Suonando con il plauso della critica: “Esibisce con precisione”, Washington Post, “Educate and Exhilarates”, Daily Californian e standing ovation nei migliori festival estivi europei e sale da concerto in tutto il mondo, l’Asian Youth Orchestra ha suonato più concerti in più città in Cina rispetto a qualsiasi altra orchestra con sede al di fuori del paese. AYO è stata la prima orchestra internazionale in 50 anni ad esibirsi in Vietnam, ha suonato in anteprima la Tan Dun’s Symphony nel 1997 con il violoncellista Yo-Yo Ma in occasione della riunificazione di Hong Kong con la Cina, si è esibita alla Casa Bianca, alle Nazioni Unite, nell’Avery Fisher Hall di New York , l’Hollywood Bowl, nel Wolf Trap Center da 7000 posti, il Concertgebouw di Amsterdam, la Konzerthaus di Berlino, i festival italiani di Ravello e Merano, il Teatro dell’Opera di Sydney, la preziosa Smetana Hall di Praga, il Palais des Beaux-Arts di Bruxelles e praticamente tutte le principali sale da concerto in tutto il Giappone e nel sud-est asiatico.
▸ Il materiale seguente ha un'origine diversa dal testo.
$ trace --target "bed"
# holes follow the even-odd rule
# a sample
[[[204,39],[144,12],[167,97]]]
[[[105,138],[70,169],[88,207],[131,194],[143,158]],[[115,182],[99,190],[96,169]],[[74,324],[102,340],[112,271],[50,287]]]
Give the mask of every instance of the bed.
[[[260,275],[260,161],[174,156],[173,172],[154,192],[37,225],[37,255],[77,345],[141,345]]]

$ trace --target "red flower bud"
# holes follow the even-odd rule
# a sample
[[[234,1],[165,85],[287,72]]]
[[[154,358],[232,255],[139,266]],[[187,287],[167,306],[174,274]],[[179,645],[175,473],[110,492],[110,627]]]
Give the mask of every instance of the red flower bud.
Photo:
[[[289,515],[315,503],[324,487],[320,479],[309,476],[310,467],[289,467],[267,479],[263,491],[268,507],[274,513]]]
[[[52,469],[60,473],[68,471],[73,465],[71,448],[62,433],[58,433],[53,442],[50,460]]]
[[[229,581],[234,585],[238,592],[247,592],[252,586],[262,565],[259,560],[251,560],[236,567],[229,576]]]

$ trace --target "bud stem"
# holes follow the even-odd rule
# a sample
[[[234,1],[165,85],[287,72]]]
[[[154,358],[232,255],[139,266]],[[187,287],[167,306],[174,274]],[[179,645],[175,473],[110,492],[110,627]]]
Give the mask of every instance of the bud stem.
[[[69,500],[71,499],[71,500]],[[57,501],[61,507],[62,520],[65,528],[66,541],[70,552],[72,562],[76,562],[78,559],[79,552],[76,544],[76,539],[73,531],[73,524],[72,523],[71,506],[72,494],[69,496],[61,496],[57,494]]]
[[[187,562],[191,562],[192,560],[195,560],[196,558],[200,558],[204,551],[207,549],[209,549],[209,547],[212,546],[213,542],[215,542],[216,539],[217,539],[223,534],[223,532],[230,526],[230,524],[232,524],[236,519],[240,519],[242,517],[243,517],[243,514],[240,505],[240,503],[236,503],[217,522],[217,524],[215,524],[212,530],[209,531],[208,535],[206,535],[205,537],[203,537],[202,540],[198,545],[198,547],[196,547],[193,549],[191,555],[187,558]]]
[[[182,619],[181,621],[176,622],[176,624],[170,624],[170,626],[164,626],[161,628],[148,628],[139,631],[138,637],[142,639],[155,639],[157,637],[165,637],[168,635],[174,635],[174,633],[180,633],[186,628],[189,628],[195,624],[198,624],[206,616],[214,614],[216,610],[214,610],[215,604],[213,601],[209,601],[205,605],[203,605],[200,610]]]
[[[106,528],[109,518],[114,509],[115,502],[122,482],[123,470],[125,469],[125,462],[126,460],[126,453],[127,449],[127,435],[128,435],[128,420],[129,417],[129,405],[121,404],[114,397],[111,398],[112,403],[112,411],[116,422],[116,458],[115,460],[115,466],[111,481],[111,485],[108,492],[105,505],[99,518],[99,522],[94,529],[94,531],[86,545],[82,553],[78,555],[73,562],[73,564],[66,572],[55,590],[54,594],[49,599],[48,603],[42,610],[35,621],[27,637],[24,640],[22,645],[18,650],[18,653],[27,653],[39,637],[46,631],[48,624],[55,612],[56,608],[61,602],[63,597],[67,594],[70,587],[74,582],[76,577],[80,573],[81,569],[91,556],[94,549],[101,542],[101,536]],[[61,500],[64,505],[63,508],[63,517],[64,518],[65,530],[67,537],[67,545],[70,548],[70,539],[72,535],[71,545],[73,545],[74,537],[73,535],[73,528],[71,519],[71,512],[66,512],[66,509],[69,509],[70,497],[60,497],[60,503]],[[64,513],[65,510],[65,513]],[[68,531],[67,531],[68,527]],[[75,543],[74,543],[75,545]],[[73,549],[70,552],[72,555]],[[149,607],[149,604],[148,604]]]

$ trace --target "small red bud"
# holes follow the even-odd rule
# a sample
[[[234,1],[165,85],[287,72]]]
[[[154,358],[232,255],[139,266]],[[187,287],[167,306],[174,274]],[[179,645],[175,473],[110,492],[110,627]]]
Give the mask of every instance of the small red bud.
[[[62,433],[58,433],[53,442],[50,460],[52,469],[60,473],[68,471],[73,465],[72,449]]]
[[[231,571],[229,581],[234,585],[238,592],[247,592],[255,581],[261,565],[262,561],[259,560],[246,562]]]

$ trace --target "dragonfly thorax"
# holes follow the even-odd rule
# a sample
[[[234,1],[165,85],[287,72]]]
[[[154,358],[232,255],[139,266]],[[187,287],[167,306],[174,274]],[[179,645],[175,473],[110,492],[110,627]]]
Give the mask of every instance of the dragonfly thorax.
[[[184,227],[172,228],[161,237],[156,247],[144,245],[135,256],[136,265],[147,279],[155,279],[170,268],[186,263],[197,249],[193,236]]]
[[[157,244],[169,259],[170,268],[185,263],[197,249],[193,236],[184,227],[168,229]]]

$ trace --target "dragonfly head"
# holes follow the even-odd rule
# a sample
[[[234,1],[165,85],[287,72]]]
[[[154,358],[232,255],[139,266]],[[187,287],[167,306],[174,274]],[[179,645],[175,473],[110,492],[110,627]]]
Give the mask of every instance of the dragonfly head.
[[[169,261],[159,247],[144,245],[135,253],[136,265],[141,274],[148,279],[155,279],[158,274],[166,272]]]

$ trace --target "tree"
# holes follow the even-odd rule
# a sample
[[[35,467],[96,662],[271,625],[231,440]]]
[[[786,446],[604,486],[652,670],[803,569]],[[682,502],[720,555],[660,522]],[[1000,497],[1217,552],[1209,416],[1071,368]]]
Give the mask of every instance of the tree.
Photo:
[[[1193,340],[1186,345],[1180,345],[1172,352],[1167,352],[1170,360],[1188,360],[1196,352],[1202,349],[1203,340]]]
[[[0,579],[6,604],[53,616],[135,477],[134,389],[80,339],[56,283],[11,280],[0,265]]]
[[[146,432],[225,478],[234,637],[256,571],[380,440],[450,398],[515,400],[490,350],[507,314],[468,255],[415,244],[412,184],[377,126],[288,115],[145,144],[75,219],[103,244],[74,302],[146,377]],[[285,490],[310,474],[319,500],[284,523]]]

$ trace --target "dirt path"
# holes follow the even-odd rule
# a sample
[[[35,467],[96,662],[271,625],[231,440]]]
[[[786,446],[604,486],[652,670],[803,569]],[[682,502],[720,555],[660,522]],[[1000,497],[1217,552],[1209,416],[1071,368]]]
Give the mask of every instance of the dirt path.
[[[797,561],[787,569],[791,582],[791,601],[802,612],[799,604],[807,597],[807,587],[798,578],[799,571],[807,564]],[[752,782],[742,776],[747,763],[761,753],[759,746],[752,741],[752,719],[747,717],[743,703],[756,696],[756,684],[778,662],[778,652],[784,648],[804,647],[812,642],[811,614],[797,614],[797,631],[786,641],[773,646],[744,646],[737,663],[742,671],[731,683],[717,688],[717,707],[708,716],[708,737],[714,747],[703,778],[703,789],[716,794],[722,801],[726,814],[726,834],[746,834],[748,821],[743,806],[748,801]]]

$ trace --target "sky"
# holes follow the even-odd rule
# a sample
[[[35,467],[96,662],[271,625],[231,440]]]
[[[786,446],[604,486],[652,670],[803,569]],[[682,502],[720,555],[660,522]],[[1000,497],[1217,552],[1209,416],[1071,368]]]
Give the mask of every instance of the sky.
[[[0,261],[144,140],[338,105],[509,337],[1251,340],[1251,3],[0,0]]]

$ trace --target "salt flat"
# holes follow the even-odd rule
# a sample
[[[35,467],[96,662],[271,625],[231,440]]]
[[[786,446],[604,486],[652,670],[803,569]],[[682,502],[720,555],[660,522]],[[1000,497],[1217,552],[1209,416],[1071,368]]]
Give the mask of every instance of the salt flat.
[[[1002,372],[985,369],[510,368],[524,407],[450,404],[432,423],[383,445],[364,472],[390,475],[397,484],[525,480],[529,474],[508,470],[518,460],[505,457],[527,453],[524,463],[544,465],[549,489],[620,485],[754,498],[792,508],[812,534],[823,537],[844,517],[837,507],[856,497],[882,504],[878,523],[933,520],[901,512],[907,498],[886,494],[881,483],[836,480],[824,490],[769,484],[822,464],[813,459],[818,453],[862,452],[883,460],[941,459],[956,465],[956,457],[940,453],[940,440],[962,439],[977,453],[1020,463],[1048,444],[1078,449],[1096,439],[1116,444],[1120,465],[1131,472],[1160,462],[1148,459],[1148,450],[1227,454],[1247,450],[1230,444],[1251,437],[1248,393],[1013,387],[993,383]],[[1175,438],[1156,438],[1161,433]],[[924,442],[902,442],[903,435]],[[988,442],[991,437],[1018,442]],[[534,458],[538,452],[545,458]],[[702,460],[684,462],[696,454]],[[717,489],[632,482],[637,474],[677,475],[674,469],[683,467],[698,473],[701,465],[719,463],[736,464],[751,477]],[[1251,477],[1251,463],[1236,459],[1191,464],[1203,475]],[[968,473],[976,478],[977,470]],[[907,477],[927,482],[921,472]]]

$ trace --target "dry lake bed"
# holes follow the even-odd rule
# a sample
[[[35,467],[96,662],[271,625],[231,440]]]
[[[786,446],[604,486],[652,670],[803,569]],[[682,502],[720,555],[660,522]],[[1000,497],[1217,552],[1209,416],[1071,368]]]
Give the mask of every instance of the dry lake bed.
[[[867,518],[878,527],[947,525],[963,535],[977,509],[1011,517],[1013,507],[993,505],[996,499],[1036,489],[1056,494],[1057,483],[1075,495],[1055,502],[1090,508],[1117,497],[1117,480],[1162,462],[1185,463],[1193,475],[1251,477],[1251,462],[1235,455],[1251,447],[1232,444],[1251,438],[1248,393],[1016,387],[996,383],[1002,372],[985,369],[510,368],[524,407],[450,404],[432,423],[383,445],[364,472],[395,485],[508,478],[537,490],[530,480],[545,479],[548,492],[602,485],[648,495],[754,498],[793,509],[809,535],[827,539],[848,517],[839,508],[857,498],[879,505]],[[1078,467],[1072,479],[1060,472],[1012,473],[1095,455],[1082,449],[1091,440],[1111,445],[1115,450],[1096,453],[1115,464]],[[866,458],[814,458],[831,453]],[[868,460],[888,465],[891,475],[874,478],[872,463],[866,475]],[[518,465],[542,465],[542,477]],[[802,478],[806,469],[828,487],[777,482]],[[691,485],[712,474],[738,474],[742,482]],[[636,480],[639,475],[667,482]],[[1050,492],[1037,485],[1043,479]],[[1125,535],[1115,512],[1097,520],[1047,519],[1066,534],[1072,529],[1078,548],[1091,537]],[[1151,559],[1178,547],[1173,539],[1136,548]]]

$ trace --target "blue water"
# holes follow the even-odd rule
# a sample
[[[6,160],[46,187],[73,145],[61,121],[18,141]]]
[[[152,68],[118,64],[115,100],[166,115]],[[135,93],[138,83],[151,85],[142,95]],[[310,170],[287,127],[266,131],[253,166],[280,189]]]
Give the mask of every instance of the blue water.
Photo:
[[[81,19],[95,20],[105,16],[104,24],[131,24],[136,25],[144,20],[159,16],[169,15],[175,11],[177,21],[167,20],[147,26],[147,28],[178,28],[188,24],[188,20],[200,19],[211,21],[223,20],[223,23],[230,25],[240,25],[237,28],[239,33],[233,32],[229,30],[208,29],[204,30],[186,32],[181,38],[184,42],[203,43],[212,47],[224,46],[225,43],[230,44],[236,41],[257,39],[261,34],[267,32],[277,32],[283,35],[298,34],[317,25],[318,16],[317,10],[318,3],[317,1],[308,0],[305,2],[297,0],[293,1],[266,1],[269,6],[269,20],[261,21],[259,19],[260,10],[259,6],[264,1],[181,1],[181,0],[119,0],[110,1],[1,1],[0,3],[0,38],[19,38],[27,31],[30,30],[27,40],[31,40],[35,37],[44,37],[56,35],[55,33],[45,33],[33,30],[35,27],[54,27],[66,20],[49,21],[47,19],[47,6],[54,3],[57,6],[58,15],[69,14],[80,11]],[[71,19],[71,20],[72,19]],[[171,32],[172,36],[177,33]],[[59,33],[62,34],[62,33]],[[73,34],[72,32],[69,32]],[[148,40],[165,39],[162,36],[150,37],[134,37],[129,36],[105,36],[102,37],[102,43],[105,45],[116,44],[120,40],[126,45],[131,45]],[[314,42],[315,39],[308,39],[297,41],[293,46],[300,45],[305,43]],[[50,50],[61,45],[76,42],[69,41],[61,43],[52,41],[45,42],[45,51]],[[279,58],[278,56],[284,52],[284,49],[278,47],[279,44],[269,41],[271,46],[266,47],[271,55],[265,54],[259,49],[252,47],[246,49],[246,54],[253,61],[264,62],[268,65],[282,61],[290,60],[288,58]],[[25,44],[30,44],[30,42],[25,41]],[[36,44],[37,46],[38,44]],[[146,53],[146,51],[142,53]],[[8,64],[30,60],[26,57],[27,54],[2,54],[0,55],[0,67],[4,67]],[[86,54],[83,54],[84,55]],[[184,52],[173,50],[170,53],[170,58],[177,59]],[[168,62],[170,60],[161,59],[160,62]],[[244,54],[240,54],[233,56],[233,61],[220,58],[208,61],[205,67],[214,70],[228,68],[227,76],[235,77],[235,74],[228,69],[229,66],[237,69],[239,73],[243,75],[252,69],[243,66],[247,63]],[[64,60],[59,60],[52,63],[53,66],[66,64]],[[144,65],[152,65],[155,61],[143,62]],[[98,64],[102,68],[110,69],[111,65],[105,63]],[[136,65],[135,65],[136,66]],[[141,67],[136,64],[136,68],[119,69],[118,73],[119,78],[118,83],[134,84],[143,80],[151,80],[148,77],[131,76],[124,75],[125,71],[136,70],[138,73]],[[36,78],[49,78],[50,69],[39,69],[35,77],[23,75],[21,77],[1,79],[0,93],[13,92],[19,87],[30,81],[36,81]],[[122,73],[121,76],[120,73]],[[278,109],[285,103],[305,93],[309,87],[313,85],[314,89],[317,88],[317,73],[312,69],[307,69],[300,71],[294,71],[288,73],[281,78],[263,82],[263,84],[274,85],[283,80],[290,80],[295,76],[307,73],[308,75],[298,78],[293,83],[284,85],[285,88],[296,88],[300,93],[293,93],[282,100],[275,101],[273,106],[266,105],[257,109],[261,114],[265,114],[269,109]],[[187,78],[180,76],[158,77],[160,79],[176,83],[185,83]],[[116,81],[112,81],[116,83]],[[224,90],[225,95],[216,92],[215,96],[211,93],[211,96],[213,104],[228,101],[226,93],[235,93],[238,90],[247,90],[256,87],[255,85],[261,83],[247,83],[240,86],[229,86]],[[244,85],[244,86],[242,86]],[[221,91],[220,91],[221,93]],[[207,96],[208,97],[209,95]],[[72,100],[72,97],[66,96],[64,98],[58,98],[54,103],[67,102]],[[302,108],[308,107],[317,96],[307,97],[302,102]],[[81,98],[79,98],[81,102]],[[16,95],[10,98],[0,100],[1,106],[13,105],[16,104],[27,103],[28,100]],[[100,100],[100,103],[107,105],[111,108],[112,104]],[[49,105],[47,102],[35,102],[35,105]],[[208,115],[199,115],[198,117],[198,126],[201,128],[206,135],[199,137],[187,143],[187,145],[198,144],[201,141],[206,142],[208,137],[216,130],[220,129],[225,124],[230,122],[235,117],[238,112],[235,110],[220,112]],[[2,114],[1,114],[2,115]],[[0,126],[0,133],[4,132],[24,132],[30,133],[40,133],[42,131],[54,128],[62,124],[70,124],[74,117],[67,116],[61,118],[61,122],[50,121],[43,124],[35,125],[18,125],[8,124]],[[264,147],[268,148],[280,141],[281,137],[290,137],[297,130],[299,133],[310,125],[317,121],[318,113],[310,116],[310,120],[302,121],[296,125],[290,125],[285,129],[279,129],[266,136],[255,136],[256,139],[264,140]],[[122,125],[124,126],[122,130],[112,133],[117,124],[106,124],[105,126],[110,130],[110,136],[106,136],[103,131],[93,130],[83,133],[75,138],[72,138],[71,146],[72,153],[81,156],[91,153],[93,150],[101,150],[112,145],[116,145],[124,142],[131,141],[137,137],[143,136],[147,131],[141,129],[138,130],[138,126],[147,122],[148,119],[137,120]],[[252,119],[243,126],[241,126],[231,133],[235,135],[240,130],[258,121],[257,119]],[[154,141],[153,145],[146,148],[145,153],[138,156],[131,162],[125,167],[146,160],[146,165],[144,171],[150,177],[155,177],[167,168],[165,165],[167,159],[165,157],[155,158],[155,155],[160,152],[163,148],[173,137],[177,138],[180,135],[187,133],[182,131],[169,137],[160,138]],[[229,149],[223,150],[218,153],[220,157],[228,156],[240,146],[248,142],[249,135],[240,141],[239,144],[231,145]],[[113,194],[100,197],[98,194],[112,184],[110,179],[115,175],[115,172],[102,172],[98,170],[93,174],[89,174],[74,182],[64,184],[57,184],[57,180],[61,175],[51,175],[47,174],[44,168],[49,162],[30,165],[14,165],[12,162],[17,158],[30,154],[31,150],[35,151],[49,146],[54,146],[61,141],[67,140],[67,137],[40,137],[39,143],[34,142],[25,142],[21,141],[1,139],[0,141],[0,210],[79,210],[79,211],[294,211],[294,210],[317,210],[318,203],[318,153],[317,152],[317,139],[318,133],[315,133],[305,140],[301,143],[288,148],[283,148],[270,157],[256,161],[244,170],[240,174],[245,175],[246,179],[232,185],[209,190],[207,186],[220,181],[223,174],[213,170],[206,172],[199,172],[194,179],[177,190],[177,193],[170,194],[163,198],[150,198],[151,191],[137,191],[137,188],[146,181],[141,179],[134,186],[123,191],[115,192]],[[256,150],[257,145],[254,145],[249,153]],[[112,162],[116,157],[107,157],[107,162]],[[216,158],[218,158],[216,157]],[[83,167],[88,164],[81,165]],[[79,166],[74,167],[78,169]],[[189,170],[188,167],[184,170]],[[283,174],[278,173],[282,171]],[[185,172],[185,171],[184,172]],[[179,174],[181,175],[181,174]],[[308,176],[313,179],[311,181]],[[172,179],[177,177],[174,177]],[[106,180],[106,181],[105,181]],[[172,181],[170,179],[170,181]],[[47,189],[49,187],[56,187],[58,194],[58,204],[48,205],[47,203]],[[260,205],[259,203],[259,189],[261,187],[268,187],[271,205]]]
Un programma estivo di scambio culturale che coinvolge i giovani musicisti più brillanti dell’Asia in eccezionali opportunità di studio ed esibizione in un ambiente internazionale, il tutto a livello gratuito per i ragazzi.
Asian Youth Orchestra è nata per accendere l’orgoglio positivo per ciò che può essere realizzato dai musicisti asiatici in Asia, in un momento in cui colpisce fuga di cervelli e talenti che continua a frustrare tutte le nazioni asiatiche.
L’AYO è un’organizzazione senza scopo di lucro esentasse qualificata ai sensi della Sezione 88 dell’ordinanza sulle entrate di Hong Kong. I contributi degli Stati Uniti sono esenti da tasse tramite Give2Asia.